HER Goal Replay Design

Date: 2026-03-12

Goal

Add a first-class HER package surface that unlocks sparse-reward, goal-conditioned training without forcing users to bring their own replay relabeling stack.

The first implementation should be deliberately narrow:

  • expose algo: her as a goal-conditioned baseline
  • back it with the existing DDPG continuous-control stack
  • add future-goal relabeling through a dedicated HER replay buffer
  • ship one built-in goal-conditioned reference environment so the package has a stable preset and smoke path without optional robotics dependencies

This is the lowest-risk path because it reuses:

  • the existing deterministic actor-critic model family
  • online off-policy training controls
  • checkpoint / registry / public API surfaces

while adding the one missing capability that makes HER meaningful: goal relabeling with reward recomputation.

Observation And Reward Strategy

The trainer should operate on raw goal-conditioned dict observations with the standard keys:

  • observation
  • achieved_goal
  • desired_goal

The policy itself should still consume flat vectors.
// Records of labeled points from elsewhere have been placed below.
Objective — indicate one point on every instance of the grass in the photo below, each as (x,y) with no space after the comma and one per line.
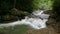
(19,29)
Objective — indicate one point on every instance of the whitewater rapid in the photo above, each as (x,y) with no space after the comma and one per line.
(37,20)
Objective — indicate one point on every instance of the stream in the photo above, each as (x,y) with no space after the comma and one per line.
(37,20)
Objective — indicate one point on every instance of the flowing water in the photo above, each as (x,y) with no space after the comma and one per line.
(37,20)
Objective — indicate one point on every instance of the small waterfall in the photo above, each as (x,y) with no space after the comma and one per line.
(37,20)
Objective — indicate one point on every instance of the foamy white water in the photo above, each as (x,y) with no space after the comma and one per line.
(38,22)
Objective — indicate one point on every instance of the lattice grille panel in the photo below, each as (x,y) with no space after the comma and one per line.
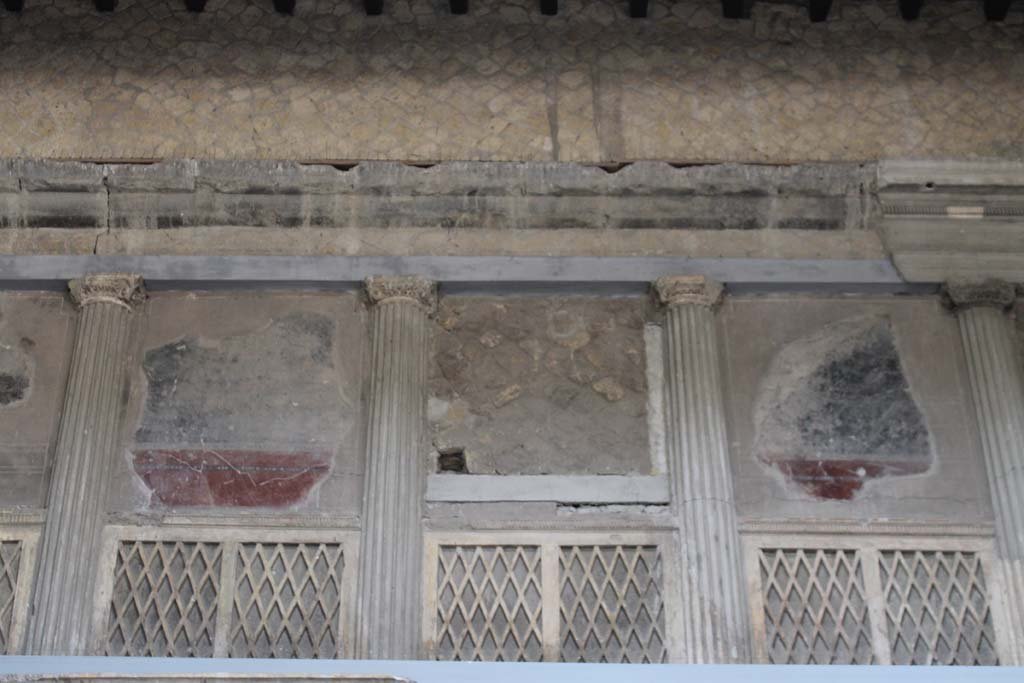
(165,599)
(10,564)
(488,603)
(287,601)
(815,607)
(937,608)
(611,607)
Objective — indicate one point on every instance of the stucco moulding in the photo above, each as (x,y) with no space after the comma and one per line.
(953,220)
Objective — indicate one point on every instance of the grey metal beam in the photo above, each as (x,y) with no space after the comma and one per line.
(456,272)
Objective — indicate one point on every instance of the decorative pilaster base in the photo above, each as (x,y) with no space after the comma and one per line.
(390,573)
(84,456)
(997,386)
(716,620)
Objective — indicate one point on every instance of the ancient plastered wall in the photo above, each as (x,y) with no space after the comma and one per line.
(35,336)
(507,83)
(853,409)
(246,401)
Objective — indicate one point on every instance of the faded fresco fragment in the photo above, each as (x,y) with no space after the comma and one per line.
(836,411)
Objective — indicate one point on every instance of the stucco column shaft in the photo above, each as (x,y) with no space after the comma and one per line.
(716,621)
(997,387)
(87,442)
(389,595)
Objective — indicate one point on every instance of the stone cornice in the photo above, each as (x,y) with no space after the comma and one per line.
(961,295)
(693,290)
(122,289)
(412,288)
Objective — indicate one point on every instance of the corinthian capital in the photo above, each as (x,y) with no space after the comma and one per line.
(695,290)
(413,288)
(960,295)
(122,289)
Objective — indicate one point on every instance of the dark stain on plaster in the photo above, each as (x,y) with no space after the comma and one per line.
(12,388)
(241,421)
(837,411)
(15,371)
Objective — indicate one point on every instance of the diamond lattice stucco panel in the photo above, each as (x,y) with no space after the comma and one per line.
(505,82)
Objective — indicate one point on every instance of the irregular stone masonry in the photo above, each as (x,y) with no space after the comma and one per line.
(505,82)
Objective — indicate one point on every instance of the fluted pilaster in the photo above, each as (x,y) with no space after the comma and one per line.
(83,460)
(390,571)
(997,387)
(716,620)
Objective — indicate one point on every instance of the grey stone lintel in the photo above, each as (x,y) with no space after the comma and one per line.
(603,489)
(460,273)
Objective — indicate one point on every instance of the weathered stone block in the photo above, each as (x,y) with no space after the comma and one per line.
(59,176)
(542,385)
(61,209)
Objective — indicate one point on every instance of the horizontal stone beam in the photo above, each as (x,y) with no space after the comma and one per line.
(457,272)
(606,489)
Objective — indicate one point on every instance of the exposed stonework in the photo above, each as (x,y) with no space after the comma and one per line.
(506,82)
(836,411)
(542,385)
(83,461)
(418,290)
(179,194)
(120,288)
(997,388)
(389,600)
(716,626)
(680,290)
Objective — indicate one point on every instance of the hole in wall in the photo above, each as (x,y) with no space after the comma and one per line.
(452,461)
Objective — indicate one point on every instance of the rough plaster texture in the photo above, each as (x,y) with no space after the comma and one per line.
(505,82)
(542,385)
(497,195)
(835,410)
(248,401)
(952,487)
(36,331)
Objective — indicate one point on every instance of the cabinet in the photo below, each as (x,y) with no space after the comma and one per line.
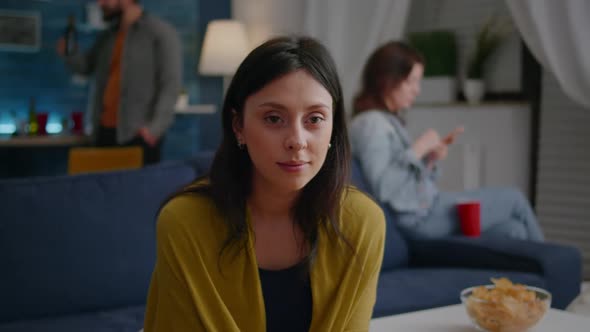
(494,150)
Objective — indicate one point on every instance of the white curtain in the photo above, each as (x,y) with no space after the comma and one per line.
(558,33)
(351,30)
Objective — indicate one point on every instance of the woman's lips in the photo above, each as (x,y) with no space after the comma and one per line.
(293,166)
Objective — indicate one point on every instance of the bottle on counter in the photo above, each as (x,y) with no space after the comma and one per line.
(71,36)
(33,126)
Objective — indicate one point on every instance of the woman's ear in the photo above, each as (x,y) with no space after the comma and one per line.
(237,125)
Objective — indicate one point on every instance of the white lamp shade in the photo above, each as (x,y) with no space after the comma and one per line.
(224,48)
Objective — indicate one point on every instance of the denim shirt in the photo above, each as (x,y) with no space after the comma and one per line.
(397,178)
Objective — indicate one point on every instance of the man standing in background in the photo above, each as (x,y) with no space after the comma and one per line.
(137,66)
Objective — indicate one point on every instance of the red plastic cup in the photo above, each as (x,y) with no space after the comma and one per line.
(470,218)
(77,122)
(42,123)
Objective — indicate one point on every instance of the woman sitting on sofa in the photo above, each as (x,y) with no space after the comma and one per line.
(272,239)
(402,173)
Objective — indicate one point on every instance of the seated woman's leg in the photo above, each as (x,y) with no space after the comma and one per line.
(503,211)
(506,206)
(441,219)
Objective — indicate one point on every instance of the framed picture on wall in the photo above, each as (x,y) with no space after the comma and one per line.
(20,31)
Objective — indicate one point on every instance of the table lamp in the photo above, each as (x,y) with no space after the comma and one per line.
(224,48)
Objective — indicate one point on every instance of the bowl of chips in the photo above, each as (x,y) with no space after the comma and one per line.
(504,306)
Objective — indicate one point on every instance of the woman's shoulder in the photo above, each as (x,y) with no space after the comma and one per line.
(371,121)
(190,211)
(362,217)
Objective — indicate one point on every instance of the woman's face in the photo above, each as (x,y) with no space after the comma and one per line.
(286,128)
(403,96)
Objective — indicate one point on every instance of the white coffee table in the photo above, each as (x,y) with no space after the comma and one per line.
(454,319)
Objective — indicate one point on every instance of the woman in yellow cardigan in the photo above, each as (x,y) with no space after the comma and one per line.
(272,239)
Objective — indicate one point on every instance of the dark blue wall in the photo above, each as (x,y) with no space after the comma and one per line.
(43,75)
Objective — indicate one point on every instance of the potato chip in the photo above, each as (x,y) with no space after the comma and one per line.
(505,307)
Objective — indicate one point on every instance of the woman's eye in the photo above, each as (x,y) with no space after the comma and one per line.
(316,119)
(272,119)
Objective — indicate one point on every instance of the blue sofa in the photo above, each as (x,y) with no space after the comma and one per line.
(77,254)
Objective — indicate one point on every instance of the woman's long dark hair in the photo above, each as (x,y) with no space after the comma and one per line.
(230,176)
(387,67)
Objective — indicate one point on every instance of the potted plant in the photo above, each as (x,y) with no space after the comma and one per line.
(439,49)
(487,41)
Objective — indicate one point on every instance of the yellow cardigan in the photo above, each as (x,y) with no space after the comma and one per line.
(192,290)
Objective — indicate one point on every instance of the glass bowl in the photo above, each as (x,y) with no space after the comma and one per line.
(506,313)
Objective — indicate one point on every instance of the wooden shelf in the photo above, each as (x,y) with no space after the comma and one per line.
(43,141)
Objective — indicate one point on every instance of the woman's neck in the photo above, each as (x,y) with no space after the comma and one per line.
(268,203)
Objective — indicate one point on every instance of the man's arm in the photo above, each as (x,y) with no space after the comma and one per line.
(169,81)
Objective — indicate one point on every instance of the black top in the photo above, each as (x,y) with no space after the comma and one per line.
(287,298)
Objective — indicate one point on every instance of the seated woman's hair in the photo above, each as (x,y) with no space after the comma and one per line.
(387,67)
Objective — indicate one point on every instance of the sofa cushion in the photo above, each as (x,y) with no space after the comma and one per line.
(405,290)
(70,244)
(396,248)
(121,320)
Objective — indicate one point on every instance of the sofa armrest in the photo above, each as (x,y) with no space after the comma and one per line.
(559,265)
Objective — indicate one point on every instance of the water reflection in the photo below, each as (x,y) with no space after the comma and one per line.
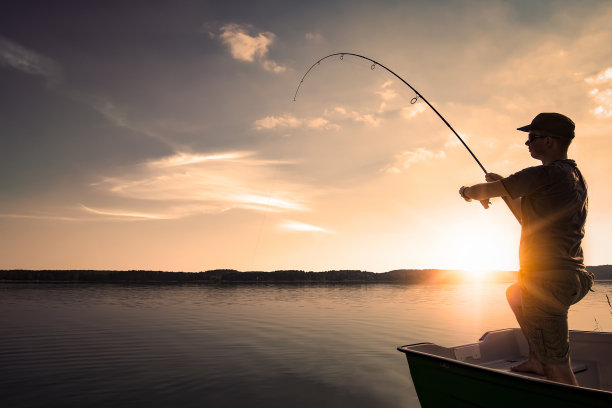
(294,345)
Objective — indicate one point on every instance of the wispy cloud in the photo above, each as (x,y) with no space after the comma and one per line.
(406,159)
(302,227)
(28,61)
(409,112)
(250,47)
(602,95)
(366,118)
(127,214)
(314,37)
(288,121)
(185,184)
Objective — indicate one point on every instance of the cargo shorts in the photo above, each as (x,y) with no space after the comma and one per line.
(546,297)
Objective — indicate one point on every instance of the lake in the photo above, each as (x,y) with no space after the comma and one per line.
(107,345)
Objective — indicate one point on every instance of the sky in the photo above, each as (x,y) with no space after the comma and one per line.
(165,135)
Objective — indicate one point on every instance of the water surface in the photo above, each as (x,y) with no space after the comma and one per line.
(103,345)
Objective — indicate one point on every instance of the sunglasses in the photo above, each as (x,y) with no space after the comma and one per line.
(533,137)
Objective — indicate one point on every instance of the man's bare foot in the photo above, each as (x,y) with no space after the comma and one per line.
(529,366)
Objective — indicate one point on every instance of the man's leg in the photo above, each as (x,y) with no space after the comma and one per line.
(533,364)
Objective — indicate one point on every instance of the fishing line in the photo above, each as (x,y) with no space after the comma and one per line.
(412,101)
(374,65)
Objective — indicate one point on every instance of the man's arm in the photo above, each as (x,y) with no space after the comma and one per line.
(483,191)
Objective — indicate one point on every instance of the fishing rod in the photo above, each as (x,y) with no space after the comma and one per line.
(412,101)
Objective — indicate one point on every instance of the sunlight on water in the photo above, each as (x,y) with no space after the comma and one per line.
(280,345)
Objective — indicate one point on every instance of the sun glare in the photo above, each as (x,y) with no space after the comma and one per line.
(479,245)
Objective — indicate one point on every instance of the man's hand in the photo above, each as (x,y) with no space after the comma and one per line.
(489,177)
(463,193)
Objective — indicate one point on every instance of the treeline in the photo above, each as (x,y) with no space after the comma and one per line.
(234,276)
(603,272)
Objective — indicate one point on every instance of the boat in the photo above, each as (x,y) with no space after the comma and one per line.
(479,375)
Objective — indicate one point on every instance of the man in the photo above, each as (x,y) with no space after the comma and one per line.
(550,202)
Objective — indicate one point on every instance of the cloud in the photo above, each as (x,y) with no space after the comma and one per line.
(406,159)
(185,184)
(127,214)
(302,227)
(409,112)
(314,37)
(387,93)
(602,96)
(250,48)
(28,61)
(288,121)
(366,118)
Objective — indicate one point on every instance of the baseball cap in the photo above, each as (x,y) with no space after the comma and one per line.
(554,123)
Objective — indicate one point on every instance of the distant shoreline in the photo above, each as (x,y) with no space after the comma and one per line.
(404,276)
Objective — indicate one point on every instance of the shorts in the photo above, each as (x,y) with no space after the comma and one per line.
(546,297)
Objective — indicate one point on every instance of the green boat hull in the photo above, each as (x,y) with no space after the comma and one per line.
(442,382)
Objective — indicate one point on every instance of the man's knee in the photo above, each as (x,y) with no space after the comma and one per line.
(513,295)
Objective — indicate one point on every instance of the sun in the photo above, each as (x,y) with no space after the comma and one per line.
(478,245)
(477,275)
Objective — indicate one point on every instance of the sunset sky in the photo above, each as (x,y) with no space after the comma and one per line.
(164,135)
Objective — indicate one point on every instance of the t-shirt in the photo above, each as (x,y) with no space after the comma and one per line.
(554,208)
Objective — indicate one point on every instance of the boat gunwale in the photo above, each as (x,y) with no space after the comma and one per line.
(494,371)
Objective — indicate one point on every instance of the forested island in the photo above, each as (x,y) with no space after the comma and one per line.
(602,272)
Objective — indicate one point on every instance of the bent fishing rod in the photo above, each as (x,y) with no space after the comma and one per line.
(412,101)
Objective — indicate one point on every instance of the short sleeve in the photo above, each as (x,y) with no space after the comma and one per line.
(527,181)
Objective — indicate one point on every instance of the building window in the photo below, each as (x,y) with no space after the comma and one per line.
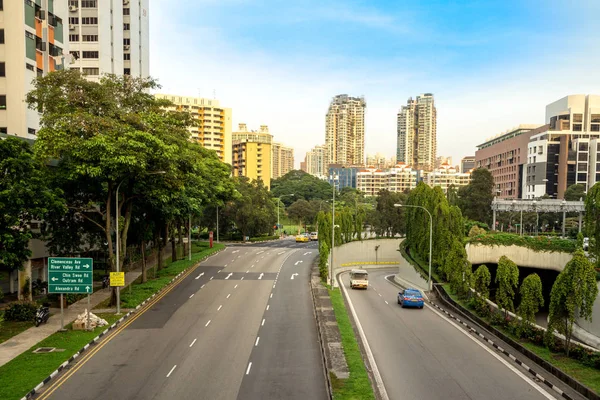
(90,54)
(91,71)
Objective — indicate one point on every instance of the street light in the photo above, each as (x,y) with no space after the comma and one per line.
(278,200)
(117,233)
(429,284)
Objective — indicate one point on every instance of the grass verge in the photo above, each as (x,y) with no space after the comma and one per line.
(26,371)
(141,291)
(357,386)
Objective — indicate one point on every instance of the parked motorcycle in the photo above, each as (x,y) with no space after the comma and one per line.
(42,314)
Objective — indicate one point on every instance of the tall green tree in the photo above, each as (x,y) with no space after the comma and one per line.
(532,299)
(476,198)
(507,278)
(25,196)
(572,296)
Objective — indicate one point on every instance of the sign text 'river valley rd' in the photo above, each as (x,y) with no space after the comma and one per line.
(70,275)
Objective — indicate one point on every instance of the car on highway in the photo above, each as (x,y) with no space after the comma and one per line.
(302,238)
(410,298)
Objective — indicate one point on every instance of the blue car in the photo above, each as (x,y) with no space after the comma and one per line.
(410,298)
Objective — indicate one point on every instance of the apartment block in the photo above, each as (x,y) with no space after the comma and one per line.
(252,153)
(504,156)
(345,130)
(282,160)
(213,128)
(32,43)
(109,37)
(371,181)
(417,133)
(567,152)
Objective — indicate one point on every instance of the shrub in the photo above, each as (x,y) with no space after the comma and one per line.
(20,311)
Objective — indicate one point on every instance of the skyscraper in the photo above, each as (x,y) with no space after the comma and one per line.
(417,126)
(345,130)
(109,37)
(33,42)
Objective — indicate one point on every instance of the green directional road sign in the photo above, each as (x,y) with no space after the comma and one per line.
(70,275)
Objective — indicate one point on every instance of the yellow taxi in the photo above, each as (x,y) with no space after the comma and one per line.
(302,238)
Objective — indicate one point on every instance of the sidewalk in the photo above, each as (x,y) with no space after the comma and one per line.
(29,338)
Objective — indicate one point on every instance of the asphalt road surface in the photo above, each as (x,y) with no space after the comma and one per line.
(240,326)
(422,356)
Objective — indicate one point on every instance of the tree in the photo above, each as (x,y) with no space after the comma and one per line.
(532,299)
(25,196)
(507,278)
(572,296)
(575,192)
(481,283)
(476,198)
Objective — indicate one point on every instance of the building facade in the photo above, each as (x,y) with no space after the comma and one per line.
(345,130)
(282,160)
(109,37)
(214,123)
(400,178)
(33,42)
(567,152)
(504,156)
(417,133)
(252,152)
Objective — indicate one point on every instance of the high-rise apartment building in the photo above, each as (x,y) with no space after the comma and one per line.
(32,43)
(214,123)
(417,130)
(252,154)
(345,130)
(282,160)
(316,161)
(109,37)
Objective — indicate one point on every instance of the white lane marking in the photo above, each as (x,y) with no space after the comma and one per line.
(374,367)
(172,369)
(503,361)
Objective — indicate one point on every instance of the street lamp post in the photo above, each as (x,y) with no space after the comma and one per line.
(117,234)
(429,283)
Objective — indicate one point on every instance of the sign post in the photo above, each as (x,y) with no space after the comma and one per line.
(70,275)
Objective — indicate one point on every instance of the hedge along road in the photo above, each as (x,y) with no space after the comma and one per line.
(421,355)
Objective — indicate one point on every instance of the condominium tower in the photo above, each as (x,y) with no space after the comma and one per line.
(109,37)
(213,129)
(32,43)
(252,154)
(345,130)
(417,127)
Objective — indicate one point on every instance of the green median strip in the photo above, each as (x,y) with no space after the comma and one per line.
(357,386)
(20,375)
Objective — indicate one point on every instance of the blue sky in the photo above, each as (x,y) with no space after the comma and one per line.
(491,65)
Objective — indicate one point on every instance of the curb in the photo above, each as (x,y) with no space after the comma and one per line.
(36,389)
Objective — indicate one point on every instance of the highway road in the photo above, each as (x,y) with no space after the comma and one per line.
(241,326)
(420,355)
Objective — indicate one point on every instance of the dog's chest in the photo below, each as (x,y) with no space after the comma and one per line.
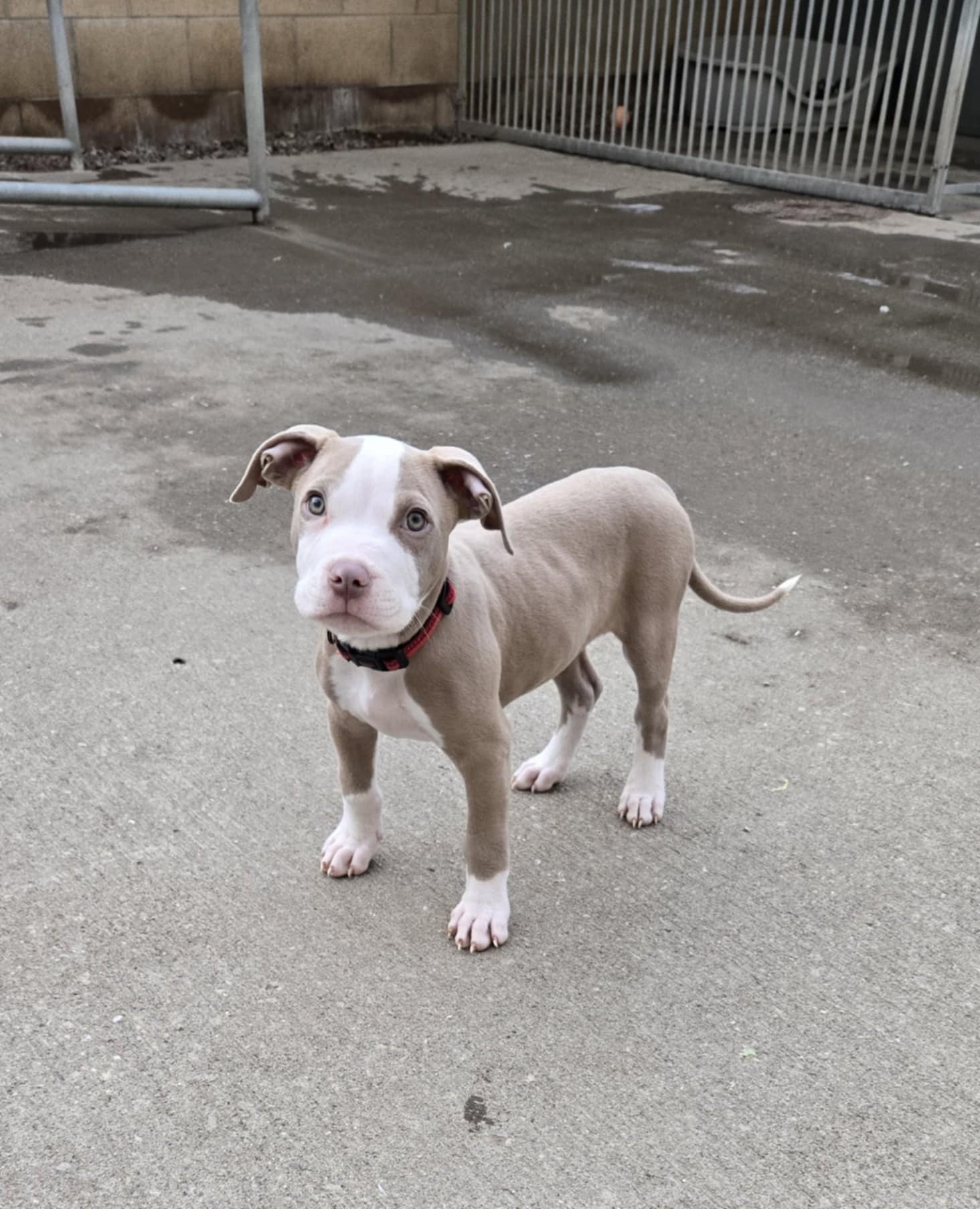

The runtime therefore flattens observation + desired_goal for the actor-critic, while the replay buffer stores achieved / desired goals separately so virtual transitions can be relabelled later.

Relabeling should use the future strategy first:

  • sample a completed episode
  • sample a transition index
  • with configurable HER ratio, replace desired_goal with a future achieved_goal from the same episode
  • recompute reward through env.unwrapped.compute_reward(...)
  • when available, recompute termination through compute_terminated(...) / compute_truncated(...)

Built-In Example Environment

The package should include a tiny continuous-control goal environment such as a 1D point-mass reaching task:

  • Box action space
  • Dict observation space
  • sparse reward through compute_reward
  • optional compute_terminated and compute_truncated

This gives the package:

  • a packaged HER config that does not depend on external robotics packages
  • a deterministic test target for replay relabeling
  • a minimal reference task for docs and future benchmark presets

Package Shape

The first package-facing HER surface should include:

  • rl_training.algorithms.HER as a thin goal-conditioned wrapper over DDPG
  • rl_training.runtime.her_trainer.train_her(...)
  • configs/her/point_goal.yaml
  • registry / public API / packaged asset integration

This intentionally prioritizes product usability over implementing every HER backend combination on day one.